On July 11th, Nicholas Sharp, the creator of the amazing Polyscope library, gave the SGI Community an insightful talk on debugging and robustness in geometry processing—insights that would later save several fellows hours of head-scratching and mental gymnastics. The talk was broadly organized into five parts, each corresponding to a paradigm where bugs commonly arise:
- Representing Numbers
- Representing Meshes
- Optimization
- Simulation and PDEs
- Geometric Machine Learning
Representing Numbers
The algorithms developed for dealing with geometry are primarily built to work with clean and pretty real numbers. However, computers deal with floats, and sometimes they behave ugly. Floats are computers’ approximations of real numbers. Sometimes, it may require an infinite amount of storage to correctly represent a single number of arbitrary precision (unless you can get away with \(π=3.14\)). Each floating number can either be represented using 32 bits (single precision) or 64 bits (double precision).

In the floating realm, we have quirks like:
- \((x+y)+z \neq x+(y+z)\)
- \( a>0, b>0\) but \(a+b=a\)
It is important to note that floating-point arithmetic is not random; it is simply misaligned with real arithmetic. That is, the same operation will consistently yield the same result, even if it deviates from the mathematically expected one. Possible alternatives to floats are integers and binary fraction representations; however, they come with their own obvious limitations.
Who’s your best friend? The NaN! The NaN is a special “floating-point” computers spit out when they’re asked to perform invalid operations like
- \(\frac{0}{0}\rightarrow \) NaN
- \(\sqrt{-1} \rightarrow\) NaN (not \(i\) haha)
Every operation against a NaN results in… NaN. Hence, one small slip-up in the code can result in the entire algorithm being thrown off its course. Well then… why should I love NaNs? Because a screaming alarm is better than a silent error. If your algorithm is dealing with positive numbers and it computes \(\sqrt{-42}\) somewhere, you would probably want to know if you went wrong.
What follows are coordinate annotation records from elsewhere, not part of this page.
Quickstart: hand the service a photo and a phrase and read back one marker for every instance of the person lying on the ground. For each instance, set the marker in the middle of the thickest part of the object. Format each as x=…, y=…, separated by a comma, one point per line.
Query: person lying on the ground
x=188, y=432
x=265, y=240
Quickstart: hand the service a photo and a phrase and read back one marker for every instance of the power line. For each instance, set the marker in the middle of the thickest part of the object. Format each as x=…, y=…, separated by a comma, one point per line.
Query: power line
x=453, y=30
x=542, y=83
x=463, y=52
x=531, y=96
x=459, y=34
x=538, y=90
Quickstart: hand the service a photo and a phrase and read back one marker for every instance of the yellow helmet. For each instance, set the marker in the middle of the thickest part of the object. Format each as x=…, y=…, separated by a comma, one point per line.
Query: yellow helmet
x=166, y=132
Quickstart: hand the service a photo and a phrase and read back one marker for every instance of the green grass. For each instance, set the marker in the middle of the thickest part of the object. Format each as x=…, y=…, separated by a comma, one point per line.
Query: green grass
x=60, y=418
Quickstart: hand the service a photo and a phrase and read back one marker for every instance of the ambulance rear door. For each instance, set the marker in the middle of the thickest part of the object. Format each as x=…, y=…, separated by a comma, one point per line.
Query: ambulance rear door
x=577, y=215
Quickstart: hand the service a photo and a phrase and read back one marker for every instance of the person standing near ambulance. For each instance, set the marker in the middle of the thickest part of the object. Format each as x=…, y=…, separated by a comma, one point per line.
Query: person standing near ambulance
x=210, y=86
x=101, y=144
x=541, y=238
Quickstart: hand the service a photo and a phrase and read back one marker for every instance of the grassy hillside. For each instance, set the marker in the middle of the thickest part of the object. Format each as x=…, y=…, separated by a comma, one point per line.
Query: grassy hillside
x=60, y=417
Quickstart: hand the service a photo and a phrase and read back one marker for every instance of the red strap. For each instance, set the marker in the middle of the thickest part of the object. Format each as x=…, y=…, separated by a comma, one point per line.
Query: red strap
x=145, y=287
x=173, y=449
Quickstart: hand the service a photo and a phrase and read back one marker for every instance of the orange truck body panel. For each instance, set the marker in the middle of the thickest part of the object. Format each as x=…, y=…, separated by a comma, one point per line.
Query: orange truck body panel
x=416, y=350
Well, what are some good practices to minimize numerical error in your code?
- Don’t use equality for comparison, use thresholds like: \(\left| x – x^* \right| < \epsilon\) or \(\frac{\left| x – x^* \right|}{\left| x^* \right|} < \epsilon\)
- Avoid transcendental functions wherever possible. A really cool example of this is to avoid \(\theta = \arccos \left( \frac{ \mathbf{u} \cdot \mathbf{v} }{ \left| \mathbf{u} \right| \left| \mathbf{v} \right| } \right)\) and use \(\cot \theta = \frac{ \cos \theta }{ \sin \theta } = \frac{ \mathbf{u} \cdot \mathbf{v} }{ \left| \mathbf{u} \times \mathbf{v} \right| }\) instead.
- Clamp inputs to safe bounds, e.g. \(\sqrt{x} \rightarrow \sqrt{max(x, 0)}\). (Note that while this keeps your code running smoothly, it might convert NaNs into silent errors!)
- Perturb inputs to singular functions to ensure numerical stability, e.g. \(\frac{1}{\left| x \right|} \to \frac{1}{\left| x \right| + \epsilon}\)
Some easy solutions include:
- Using a rational arithmetic system, as mentioned before. Caveats include: 1) no transcendental operations 2) some numbers might require very large integers to represent them, leading to performance issues, in terms of memory and/or speed.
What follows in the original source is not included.